Segundo as alegações das duas Casas legislativas, as ações do Poder Executivo representaram uma afronta à Constituição Federal, uma vez que utilizaram um imposto com finalidade regulatória para expandir a captação de recursos, o que, em tese, configuraria desvio de finalidade.

O pleito foi encaminhado ao STF no âmbito das Ações Diretas de Inconstitucionalidade (ADIs) 7.827 e 7.839, bem como nas Ações Declaratórias de Constitucionalidade (ADCs) 96 e 97, que têm como objeto a análise da validade dos decretos presidenciais 12.466, 12.467 e 12.499 (todos datados de 2025), e do decreto legislativo 176, aprovado pelo Congresso no mês de junho.

Senado e Câmara pedem anulação de decretos que elevaram IOF.Wallace Martins/STF

No dia 4 de julho, o ministro Alexandre de Moraes deferiu liminar para suspender os efeitos de todos os decretos em questão e agendou uma audiência de conciliação no STF para o dia 15. Além de defender a validade do decreto legislativo, o Congresso solicita que o STF declare a inconstitucionalidade dos decretos presidenciais, mantendo a suspensão dos seus efeitos, conforme já determinado em caráter provisório.

O principal argumento do Congresso reside na alegação de que os decretos presidenciais não possuíram caráter regulatório, como exige a Constituição para a edição de normas sobre o IOF, mas sim caráter arrecadatório.
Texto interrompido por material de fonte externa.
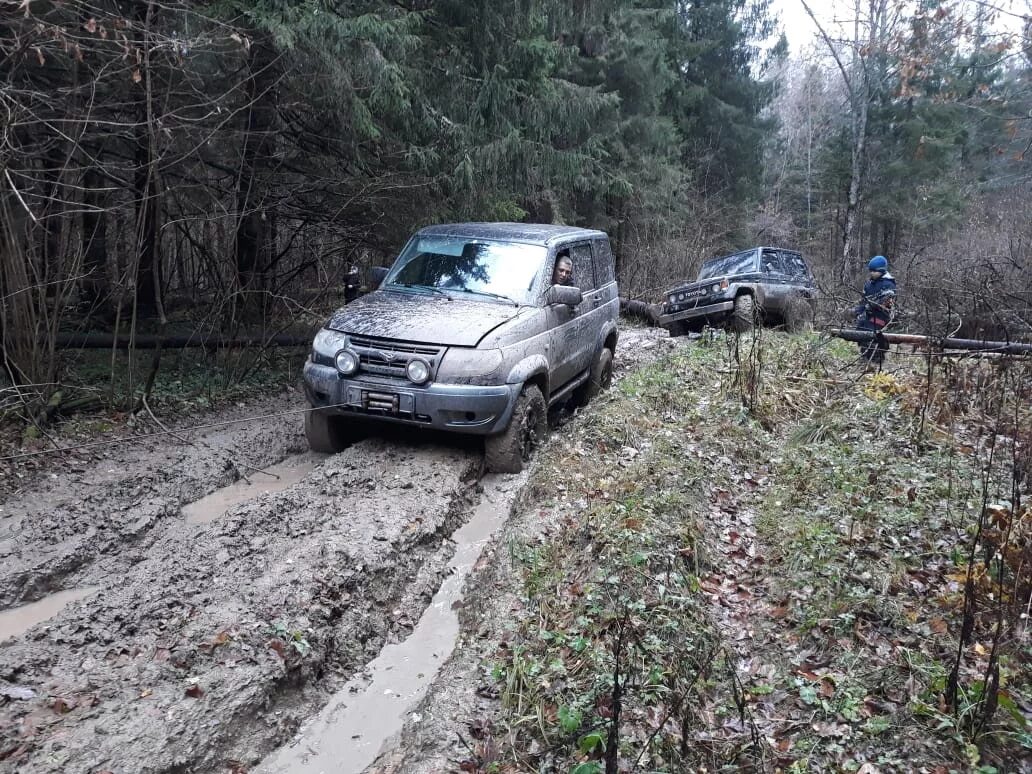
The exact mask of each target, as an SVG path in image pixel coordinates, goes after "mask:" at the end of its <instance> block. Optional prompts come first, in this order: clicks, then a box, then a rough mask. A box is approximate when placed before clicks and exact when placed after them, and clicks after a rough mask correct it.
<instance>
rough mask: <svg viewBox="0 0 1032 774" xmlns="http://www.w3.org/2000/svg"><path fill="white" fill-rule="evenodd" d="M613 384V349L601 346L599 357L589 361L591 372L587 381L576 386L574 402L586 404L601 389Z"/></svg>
mask: <svg viewBox="0 0 1032 774" xmlns="http://www.w3.org/2000/svg"><path fill="white" fill-rule="evenodd" d="M612 384H613V351H612V350H611V349H609V348H608V347H603V348H602V351H601V352H600V353H599V357H596V358H595V359H594V362H593V363H591V373H590V374H589V375H588V377H587V381H586V382H584V384H582V385H581V386H580V387H578V388H577V392H576V393H575V394H574V404H576V405H577V406H587V405H588V404H589V402H590V401H591V400H594V398H596V397H598V396H599V393H600V392H602V391H603V390H608V389H609V387H610V385H612Z"/></svg>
A elevação de alíquotas - conforme registros públicos e declarações oficiais - teve como objetivo fechar as contas do governo dentro do novo arcabouço fiscal.
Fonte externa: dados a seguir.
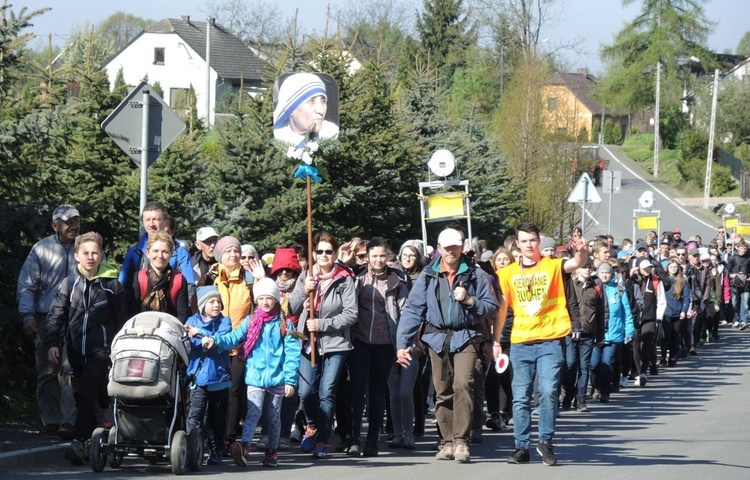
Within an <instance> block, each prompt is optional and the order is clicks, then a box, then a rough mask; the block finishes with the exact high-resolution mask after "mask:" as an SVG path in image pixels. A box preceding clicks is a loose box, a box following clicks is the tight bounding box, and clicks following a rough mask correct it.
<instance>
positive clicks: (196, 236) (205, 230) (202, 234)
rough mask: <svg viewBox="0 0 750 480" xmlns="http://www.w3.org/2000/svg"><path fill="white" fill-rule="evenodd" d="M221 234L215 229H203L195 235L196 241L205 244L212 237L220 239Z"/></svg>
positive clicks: (210, 227)
mask: <svg viewBox="0 0 750 480" xmlns="http://www.w3.org/2000/svg"><path fill="white" fill-rule="evenodd" d="M218 236H219V234H218V233H217V232H216V230H214V228H213V227H203V228H201V229H199V230H198V233H196V234H195V239H196V240H198V241H199V242H205V241H206V240H208V239H209V238H211V237H218Z"/></svg>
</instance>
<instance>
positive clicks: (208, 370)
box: [185, 286, 232, 465]
mask: <svg viewBox="0 0 750 480" xmlns="http://www.w3.org/2000/svg"><path fill="white" fill-rule="evenodd" d="M197 298H198V313H196V314H195V315H193V316H192V317H190V318H188V320H187V322H186V324H185V325H186V328H187V329H188V331H191V330H194V329H199V330H200V331H202V332H205V333H204V335H220V334H222V333H228V332H231V331H232V320H231V319H230V318H229V317H225V316H224V315H222V314H221V310H222V308H223V304H222V301H221V295H219V289H217V288H216V287H215V286H207V287H199V288H198V292H197ZM191 342H192V343H193V348H192V350H191V351H190V363H189V364H188V372H187V374H188V376H189V377H190V378H191V379H192V382H191V384H190V389H191V390H190V412H189V413H188V422H187V429H188V434H190V432H192V431H193V430H194V429H196V428H201V424H202V423H203V418H204V417H206V412H208V415H207V417H206V424H207V425H206V427H208V428H205V431H206V433H207V437H208V445H209V448H210V453H209V456H208V461H207V462H206V463H207V464H208V465H221V449H220V447H223V444H220V442H222V439H223V438H224V434H225V430H226V423H227V422H226V420H227V415H226V412H227V402H228V398H229V397H228V392H229V386H230V385H231V384H232V380H231V379H230V377H229V352H227V351H219V350H213V351H208V350H204V349H203V347H202V346H201V341H200V340H199V339H197V338H195V337H193V338H192V339H191Z"/></svg>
De acordo com o Senado, essa utilização do IOF viola a Constituição e o Código Tributário Nacional, que autorizam o Executivo a alterar alíquotas apenas para fins de política monetária, e não para aumentar receita.
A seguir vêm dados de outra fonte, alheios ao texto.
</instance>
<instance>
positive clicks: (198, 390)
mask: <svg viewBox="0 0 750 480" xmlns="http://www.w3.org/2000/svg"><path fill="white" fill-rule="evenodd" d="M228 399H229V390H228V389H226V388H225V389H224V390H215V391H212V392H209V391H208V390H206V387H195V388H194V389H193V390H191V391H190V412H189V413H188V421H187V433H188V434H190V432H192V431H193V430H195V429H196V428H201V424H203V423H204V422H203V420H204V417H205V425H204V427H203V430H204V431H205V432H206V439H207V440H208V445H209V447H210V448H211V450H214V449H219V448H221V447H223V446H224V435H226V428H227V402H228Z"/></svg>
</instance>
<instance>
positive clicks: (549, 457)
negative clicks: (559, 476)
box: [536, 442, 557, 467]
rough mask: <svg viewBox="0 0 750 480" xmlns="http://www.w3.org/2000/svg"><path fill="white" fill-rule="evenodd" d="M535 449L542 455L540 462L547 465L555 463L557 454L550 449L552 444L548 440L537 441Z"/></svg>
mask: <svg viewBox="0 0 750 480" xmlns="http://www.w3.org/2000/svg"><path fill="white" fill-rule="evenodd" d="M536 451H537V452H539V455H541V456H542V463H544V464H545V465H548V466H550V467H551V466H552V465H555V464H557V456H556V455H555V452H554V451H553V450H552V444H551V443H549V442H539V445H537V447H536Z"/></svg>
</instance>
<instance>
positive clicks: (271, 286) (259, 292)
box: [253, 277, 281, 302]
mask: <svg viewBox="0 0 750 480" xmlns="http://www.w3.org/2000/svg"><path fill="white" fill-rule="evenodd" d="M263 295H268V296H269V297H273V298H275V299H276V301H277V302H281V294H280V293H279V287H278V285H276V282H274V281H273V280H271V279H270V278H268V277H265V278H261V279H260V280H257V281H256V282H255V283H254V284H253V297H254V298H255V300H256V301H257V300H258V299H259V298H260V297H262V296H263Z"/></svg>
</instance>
Os parlamentares também apontam que houve inovação ilegal com a inclusão de novas operações tributadas, como as de risco sacado - operação financeira onde uma empresa compradora solicita a um banco que antecipe o pagamento dos fornecedores; quando o prazo acordado chega, a empresa paga ao banco, com juros.

Com base nesse entendimento, o Congresso suspendeu os decretos presidenciais. A decisão contou com ampla maioria na Câmara (383 votos favoráveis e 98 votos contrários) e teve votação simbólica no Senado. Relator no Senado do projeto de decreto legislativo que suspendeu os atos presidenciais, o senador Izalci Lucas (PL-DF) apontou que a medida do Executivo causaria impacto negativo na economia e prejudicaria empresas, consumidores e programas sociais como o Minha Casa, Minha Vida.

A Advocacia do Senado reforça que o Congresso agiu dentro da competência constitucional ao exercer controle sobre atos do Executivo, como previsto na Constituição. A sustação de decretos pelo Legislativo, segundo a Advocacia, é um mecanismo legítimo de equilíbrio entre os Poderes e defesa do contribuinte, especialmente no campo tributário.

Ainda de acordo com o documento, os decretos presidenciais não são autônomos, mas sim regulamentares, pois se baseiam em leis já existentes e tratam de matérias sujeitas à regulamentação legal. Por isso, podem ser objeto de controle parlamentar.